Down below, Scratchley’s on the Wharf charges Sydney prices for their food – but you’re also paying for a great view of the harbour. The Brewery offers up cheaper pub fare, and there’s various seafood and pizza places along the way as well.
For me, a cheap fish and chips is always the best option before taking the Bather’s Way walk – and you can get away with a good feed for under $10.
From there, walk down the foreshore towards Nobby’s Beach. The beach itself is a stunning windswept expanse with the Bather’s Way starting at the crumbled remains of the Soldier’s Baths and the famous Nobby’s Headland in the opposite direction. A walk out along the headland on a stormy day is something to be experienced, and there’s plenty of art and graffiti along the way.
The actual Bather’s Way starts at the Soldiers Baths though, and you’ll see the shattered shell of Newcastle’s first public baths on the very edge of Nobby’s Beach and underneath the watchful eye of Fort Scratchley. While it’s possible to walk along the path overhead, braver walkers might kick off their shoes to walk across the knee deep pool and see a few sea creatures.
The trail continues on past the Ocean Baths and Square Hole before coming to the Newcastle Baths. It’s at this point that it might be necessary to stop and cool off, and you’ll be pleased to know that there’s no cost involved in leaping into these old seawater pools. The Newcastle Baths are another local icon, and it’s not unusual to see a pair of newlyweds on hand to get some photos done.

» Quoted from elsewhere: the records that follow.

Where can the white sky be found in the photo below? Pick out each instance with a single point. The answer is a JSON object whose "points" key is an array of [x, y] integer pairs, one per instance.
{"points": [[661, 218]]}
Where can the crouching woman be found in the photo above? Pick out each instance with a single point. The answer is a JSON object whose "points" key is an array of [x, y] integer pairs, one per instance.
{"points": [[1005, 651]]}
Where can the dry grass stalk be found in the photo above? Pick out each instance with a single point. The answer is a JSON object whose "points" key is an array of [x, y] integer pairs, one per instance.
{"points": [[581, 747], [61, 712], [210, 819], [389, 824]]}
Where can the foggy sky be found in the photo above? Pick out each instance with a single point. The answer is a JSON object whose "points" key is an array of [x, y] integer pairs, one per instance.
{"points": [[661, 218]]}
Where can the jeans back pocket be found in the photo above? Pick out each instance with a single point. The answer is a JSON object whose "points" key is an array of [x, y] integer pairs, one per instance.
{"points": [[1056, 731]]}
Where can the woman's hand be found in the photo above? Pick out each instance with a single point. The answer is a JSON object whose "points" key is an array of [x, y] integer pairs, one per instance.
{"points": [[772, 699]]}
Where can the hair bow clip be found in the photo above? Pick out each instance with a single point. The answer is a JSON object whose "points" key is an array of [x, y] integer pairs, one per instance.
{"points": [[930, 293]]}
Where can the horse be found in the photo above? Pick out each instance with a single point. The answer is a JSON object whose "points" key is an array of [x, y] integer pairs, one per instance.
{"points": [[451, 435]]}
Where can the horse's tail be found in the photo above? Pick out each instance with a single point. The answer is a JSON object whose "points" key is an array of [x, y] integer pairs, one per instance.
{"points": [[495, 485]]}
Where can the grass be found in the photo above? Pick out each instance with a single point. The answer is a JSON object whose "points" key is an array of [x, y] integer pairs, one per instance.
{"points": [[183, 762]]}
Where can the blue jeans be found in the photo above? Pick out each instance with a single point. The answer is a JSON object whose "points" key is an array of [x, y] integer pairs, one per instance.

All along the walk you’ll find signs full of information and interesting stories – not only about the walk – but also about Newcastle’s maritime history and the brief encounter between Newcastle based soldiers and the Japanese during World War II.
The path winds on past Susan Gilmour Beach and Bar Beach with plenty of cliff-top views and rock pools to keep photographers occupied.
The entire walk takes about two hours and finishes off at Merewether Beach, where you can see more of Newcastle’s famous saltwater pools in the form of the Merewether Pool and Ladies Pool. Perfect place for a dip on a hot summer day.
The ads say that the walk takes two hours or a month full of Sundays, and I can certainly believe that. There’s so much history and natural beauty on the walk that it would be impossible take it all in one walk. Treat yourself to a weekend in Newcastle and take your time.
The obvious tourist stops in Australia are obvious. Cairns, Townsville, Brisbane, Sydney, Melbourne, Perth, and Uluru leap out at you the moment you mention Australia. But you’d do yourself a great disservice to completely overlook Sydney’s northern neighbor.
The laid back inhabitants, natural beauty, and rich history make it an awesome adventure just waiting to happen.
A train to Newcastle from Sydney will set you back around $8 and take approximately 2.5 hours. Newcastle city is serviced by buses and trains with tickets at around $4.